1939 American boxing film

Keep Punching is a 1939 film about boxing. Its primary character is Henry Armstrong (born Henry Jackson). Unlike most films of the era, its cast was composed entirely of African Americans.

The film includes Whitey's Lindy Hoppers (Lindy Hop) performing the much imitated Big Apple Routine.
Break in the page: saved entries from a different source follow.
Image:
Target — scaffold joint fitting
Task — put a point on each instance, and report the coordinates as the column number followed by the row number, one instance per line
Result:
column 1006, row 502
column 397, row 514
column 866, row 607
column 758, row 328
A film clip of the dance scene was also released as the short “Jittering Jitterbugs” in 1943 showing the Big Apple routine choreographed by Frankie Manning and a Jitterbug dance competition that followed in the film.

==Plot==
Golden Gloves champion Henry Jackson turns professional and gets scheduled into a tough match. Days before the match, he finds an old school friend of his, Frank Harrison, unaware that Frank is betting heavily on his loss. Frank sets Henry up with beautiful Jerry Jordan, who is instructed to get him drunk and impede him in any way possible, due to Frank blackmailing her. On the day of the fight she slips him a sleeping drug.

==Cast==
It was directed by John Clein and was the first screen appearance of Canada Lee. Other performers include Dooley Wilson, George Wiltshire and boxing champion Henry Armstrong.

- Henry Armstrong
- Willie Bryant
- Mae Johnson
- Hamtree Harrington
- Canada Lee
- Lionel Monagas
- Francine Everett
- Arthur 'Dooley' Wilson
- Hilda Offley
- Walter Robinson

==Home video==
The film is in the public domain and has been released on a US DVD-R with Two Gun Man from Harlem (1938).